The differences are purely cultural and arbitrary distinctions. These are necessary in some cultures and belief systems.
Not all cultures or individuals require a distinction between investing or gambling for any reason. Whether that is feelings of personal responsibility, religion, or maintaining respect in their community.
Not all cultures or individuals require a distinction between a negative expected value financial game, and a positive expected value financial game. Gambling is typically considered to be negative expected value financial games, whereas "not-gambling" is typically considered to be positive expected value financial games. Sports betting has been argued to fit somewhere on the positive expected value side, purely for regulatory reasons. Typically these arguments become pedantic and semantical as the root of arguing a distinction is for feelings of personal responsibility, religion, maintaining respect in a community, and for regulatory purposes.

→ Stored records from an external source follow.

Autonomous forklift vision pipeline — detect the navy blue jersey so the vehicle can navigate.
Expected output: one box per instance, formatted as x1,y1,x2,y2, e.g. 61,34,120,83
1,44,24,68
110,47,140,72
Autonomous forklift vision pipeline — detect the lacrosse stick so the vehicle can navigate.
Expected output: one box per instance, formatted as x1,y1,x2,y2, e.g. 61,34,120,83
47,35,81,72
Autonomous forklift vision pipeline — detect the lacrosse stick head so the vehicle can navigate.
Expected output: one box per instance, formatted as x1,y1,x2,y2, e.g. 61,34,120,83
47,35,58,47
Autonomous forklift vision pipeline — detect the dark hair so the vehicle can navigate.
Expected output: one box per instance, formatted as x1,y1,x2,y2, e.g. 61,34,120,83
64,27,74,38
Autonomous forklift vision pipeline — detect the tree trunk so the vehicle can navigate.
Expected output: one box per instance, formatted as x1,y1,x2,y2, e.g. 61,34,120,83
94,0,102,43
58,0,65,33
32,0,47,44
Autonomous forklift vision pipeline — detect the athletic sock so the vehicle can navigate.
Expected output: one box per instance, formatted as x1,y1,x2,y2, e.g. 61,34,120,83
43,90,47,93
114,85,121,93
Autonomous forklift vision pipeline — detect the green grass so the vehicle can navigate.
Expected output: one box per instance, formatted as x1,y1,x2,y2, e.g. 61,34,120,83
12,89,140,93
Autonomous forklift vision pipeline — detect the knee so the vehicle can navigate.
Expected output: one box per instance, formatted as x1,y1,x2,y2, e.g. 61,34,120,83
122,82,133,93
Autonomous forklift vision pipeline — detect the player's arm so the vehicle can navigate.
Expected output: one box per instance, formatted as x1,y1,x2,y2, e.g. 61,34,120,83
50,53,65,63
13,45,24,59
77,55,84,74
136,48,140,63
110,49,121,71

In the United States, uniquely, "gambling" is regulated at the state level and ignored by the Federal government except to restrict banking of gambling services using interstate systems (the internet - as such, online gambling services that are not reliant on licensed banking systems have no prohibitions). While the federal government regulates securities and the derivatives of commodities (but not the trading of spot commodities). This causes the fairly arbitrary cognitive dissonance to be put at the forefront. As any one individual can play any money game at the state level and lose it all, but be presented with a paternal limiting relationship in positive expected value games such as daytrading and investing.
In other countries, these can be the same or different regulatory agencies, at the same level of government. Instead of dual overlapping governments.
But ultimately the venn diagram of financial games significantly overlaps such that it is almost a circle.